Refer to the section "Authorization and Access Control in Oracle Beehive" in the module "Oracle Beehive Security Concepts" in Oracle Beehive Concepts for more information about access control.

A role is a predefined sets of privileges, or role definitions, that may be assigned to users and groups within team workspaces. Roles determine what privileges assignees may possess, such as the workspace features and content that users can or cannot access. A delegatable role is a role that has the DELEGATE privilege. Refer to the module "Managing Oracle Beehive Access Control" in Oracle Beehive Administrator's Guide for more information.

A privilege is a system-defined level of access to various functions within Oracle Beehive. For example, some privileges grant users access to services such as e-mail, instant messaging, and time management.
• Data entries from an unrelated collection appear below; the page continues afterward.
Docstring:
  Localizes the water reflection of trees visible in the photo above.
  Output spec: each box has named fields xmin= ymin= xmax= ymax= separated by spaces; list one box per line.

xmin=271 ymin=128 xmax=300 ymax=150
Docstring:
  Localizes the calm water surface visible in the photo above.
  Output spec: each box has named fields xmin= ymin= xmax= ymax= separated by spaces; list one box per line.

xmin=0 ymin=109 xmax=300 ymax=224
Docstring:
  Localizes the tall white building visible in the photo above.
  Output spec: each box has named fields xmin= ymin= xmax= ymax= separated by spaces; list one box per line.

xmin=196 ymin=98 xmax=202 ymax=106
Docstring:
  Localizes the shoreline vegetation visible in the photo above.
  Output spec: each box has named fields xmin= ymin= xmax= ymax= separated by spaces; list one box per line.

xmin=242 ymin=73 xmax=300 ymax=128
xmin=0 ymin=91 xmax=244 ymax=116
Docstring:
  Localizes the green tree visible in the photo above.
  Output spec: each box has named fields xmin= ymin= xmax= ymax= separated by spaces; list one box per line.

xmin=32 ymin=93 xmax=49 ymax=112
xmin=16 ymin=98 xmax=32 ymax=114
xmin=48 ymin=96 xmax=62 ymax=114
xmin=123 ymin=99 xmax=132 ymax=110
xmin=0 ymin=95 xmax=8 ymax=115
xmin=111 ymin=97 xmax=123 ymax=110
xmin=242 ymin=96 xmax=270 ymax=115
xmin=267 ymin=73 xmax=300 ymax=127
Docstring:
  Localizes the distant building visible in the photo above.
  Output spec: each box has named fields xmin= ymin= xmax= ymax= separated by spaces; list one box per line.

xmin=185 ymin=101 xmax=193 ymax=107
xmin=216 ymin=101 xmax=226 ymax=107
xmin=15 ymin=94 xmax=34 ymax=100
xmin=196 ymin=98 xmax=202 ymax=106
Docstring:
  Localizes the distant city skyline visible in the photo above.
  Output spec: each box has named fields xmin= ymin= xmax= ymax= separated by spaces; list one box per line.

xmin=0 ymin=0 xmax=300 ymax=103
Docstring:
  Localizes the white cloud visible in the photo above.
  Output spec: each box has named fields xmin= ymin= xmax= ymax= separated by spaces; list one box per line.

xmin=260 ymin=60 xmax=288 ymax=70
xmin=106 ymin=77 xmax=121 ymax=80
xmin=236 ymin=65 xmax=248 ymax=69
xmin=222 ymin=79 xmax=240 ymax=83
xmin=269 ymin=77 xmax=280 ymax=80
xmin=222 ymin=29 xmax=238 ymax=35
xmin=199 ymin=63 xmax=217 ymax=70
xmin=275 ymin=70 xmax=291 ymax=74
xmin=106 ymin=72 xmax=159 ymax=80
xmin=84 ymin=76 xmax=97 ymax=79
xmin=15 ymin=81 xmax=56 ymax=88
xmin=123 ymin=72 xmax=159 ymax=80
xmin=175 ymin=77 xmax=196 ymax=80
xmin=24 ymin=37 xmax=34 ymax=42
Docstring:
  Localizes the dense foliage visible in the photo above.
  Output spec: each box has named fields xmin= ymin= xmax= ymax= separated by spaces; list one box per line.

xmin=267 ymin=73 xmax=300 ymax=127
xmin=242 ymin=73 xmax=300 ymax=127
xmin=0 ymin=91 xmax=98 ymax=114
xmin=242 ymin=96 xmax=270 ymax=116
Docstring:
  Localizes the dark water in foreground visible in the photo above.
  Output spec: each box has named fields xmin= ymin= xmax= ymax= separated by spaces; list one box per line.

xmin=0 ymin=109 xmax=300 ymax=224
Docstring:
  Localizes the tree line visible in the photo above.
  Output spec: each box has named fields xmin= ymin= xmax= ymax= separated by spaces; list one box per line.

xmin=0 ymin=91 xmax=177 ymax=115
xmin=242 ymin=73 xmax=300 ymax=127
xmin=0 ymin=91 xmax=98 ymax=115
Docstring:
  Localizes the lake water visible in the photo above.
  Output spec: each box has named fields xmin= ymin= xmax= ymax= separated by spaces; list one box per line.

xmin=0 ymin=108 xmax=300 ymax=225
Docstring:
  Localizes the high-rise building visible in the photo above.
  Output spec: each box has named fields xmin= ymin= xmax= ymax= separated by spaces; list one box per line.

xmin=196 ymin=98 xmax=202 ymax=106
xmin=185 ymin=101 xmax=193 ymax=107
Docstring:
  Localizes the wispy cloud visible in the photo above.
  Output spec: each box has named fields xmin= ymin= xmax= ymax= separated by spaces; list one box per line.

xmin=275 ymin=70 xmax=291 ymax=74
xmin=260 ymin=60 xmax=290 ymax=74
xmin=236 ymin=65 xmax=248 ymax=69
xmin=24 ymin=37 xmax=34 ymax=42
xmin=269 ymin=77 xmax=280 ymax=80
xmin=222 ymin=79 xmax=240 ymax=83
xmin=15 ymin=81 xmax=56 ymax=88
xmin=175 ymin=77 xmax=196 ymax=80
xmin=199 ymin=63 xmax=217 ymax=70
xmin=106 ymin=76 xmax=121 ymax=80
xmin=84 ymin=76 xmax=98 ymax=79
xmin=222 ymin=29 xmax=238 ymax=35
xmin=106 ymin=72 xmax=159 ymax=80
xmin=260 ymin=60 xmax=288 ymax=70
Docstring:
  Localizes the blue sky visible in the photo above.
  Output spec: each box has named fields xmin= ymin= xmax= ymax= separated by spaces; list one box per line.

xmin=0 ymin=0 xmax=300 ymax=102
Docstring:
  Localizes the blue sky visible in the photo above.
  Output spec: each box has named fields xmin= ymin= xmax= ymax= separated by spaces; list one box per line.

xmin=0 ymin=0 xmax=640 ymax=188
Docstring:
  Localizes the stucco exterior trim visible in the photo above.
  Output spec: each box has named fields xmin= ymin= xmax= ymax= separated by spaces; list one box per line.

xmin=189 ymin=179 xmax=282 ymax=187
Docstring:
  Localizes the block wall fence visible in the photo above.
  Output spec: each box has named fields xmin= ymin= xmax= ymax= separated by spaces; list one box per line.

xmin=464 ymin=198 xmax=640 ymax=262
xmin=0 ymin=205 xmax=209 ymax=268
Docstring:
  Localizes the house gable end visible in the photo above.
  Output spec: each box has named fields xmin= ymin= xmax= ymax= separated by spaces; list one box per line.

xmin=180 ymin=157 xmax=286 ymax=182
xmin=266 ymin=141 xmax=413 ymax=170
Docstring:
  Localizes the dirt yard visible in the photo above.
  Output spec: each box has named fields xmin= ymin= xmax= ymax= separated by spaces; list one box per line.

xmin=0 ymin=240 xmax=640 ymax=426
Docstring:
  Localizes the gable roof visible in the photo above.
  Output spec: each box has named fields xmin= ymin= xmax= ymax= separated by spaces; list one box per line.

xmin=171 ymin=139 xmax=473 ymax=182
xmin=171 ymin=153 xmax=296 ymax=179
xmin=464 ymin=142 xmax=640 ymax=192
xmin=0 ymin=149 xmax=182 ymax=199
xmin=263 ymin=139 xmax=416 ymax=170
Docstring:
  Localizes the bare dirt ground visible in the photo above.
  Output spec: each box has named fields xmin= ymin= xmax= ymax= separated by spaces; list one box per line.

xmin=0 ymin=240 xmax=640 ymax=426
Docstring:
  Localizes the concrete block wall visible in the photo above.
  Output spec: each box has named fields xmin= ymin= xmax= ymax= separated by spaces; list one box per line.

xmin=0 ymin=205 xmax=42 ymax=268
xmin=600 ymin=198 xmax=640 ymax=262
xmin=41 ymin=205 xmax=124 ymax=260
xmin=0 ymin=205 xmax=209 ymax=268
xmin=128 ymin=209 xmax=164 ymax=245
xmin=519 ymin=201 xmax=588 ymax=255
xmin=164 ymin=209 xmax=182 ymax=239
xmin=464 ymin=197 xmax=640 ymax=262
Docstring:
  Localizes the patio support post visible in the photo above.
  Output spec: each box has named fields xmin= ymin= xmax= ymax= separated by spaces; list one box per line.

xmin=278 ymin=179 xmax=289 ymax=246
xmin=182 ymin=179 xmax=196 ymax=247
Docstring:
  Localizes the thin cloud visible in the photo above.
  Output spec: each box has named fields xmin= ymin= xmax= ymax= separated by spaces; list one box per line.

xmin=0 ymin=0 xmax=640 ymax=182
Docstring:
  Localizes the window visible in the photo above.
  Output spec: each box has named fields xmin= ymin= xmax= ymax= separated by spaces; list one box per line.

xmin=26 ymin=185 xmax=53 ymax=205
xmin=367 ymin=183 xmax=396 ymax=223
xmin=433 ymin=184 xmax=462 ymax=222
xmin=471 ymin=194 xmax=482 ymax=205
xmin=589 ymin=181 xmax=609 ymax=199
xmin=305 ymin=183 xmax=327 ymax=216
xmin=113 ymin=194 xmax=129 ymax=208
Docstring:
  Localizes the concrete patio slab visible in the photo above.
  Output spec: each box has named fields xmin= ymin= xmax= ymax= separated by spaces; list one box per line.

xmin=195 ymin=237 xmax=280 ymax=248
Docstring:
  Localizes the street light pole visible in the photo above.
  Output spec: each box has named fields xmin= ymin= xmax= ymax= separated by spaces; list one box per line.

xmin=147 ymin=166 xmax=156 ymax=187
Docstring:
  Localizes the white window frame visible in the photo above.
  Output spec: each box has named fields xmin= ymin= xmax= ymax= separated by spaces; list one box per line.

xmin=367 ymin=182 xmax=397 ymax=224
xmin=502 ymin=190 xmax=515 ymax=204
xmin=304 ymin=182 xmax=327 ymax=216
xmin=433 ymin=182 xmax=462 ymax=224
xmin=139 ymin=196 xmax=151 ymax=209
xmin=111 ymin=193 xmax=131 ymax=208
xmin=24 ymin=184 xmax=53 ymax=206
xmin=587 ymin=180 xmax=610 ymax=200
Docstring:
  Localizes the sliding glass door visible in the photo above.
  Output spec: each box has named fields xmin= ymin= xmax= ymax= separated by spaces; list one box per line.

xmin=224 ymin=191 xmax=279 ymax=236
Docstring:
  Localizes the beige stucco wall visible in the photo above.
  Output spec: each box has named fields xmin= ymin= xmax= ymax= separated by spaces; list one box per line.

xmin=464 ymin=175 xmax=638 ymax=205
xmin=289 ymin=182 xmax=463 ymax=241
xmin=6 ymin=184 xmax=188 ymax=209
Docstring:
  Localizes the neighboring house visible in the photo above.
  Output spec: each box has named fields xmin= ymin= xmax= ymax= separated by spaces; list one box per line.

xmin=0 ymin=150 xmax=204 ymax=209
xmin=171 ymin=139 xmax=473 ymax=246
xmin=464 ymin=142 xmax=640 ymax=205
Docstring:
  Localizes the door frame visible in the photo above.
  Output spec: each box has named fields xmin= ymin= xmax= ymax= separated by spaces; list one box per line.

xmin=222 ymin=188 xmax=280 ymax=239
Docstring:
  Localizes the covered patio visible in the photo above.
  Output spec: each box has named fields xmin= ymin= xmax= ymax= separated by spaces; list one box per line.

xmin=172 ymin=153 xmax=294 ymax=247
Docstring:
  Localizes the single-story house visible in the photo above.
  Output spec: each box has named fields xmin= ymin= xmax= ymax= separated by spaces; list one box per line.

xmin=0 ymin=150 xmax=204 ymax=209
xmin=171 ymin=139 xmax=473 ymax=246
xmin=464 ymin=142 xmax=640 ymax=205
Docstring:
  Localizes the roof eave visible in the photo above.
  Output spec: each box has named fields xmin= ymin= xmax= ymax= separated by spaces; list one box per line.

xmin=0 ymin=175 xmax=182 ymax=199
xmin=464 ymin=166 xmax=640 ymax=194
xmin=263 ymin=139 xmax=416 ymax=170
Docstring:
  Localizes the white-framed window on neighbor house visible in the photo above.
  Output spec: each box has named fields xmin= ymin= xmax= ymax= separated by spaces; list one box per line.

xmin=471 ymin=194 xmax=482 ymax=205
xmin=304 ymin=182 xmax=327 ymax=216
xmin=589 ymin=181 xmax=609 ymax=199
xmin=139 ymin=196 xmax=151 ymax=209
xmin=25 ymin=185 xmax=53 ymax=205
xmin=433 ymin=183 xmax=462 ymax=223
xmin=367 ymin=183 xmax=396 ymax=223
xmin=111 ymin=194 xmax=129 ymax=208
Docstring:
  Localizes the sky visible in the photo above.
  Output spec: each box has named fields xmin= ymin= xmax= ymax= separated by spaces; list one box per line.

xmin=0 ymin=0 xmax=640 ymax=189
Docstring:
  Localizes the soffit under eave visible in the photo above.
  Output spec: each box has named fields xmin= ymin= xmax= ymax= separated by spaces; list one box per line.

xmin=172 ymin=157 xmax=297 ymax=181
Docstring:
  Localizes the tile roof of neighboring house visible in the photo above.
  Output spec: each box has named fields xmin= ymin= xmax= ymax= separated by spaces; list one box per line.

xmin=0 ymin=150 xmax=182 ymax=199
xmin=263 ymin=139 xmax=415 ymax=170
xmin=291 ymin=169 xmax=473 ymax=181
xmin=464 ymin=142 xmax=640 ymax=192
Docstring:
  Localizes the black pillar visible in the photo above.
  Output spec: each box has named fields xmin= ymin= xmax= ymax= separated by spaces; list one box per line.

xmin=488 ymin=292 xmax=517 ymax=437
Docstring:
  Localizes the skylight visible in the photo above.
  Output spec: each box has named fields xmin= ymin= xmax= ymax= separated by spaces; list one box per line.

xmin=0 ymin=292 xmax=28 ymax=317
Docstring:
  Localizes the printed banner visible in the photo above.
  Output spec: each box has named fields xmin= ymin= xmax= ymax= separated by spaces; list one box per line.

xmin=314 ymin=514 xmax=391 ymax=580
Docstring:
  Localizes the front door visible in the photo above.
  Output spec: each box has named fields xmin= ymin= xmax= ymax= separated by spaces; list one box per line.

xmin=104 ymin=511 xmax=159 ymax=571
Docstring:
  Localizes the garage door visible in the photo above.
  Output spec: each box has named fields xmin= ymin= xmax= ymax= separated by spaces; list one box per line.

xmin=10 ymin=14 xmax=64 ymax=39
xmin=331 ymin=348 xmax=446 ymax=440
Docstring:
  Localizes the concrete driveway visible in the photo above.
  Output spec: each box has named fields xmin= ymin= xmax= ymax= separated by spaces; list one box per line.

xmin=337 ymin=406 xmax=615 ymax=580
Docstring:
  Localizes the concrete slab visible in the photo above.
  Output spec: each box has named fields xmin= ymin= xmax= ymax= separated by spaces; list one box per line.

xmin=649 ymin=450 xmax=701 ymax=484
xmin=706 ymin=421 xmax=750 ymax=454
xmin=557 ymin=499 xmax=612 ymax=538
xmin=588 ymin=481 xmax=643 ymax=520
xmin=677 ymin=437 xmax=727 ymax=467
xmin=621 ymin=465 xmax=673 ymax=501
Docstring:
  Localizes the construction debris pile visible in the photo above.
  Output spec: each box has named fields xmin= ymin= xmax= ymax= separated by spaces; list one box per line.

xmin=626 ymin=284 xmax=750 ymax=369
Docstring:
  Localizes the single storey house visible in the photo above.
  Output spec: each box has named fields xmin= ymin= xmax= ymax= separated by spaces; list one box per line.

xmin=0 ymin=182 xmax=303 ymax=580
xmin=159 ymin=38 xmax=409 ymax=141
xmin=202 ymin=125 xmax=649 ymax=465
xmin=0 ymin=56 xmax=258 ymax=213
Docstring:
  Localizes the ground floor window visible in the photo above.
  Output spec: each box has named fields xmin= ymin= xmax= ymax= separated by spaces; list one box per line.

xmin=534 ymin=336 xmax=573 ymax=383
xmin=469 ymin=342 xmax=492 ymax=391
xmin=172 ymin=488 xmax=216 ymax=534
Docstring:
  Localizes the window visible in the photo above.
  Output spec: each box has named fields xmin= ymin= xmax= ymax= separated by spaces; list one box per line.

A sensitivity is a named access control list (ACL), which is defined and applied to entities by administrators and users.

An access control list is a list of one or more access control entries (ACEs) that applies to a specific object in Oracle Beehive and that defines who can access the object and with what privileges

An access control entry contains three values: the entity, which specifies the object to which the ACE applies; the accessor, which specifies for whom this ACE applies (such as a user or members of a specified group); and a string defining access types (read, write, discover, execute, and delete).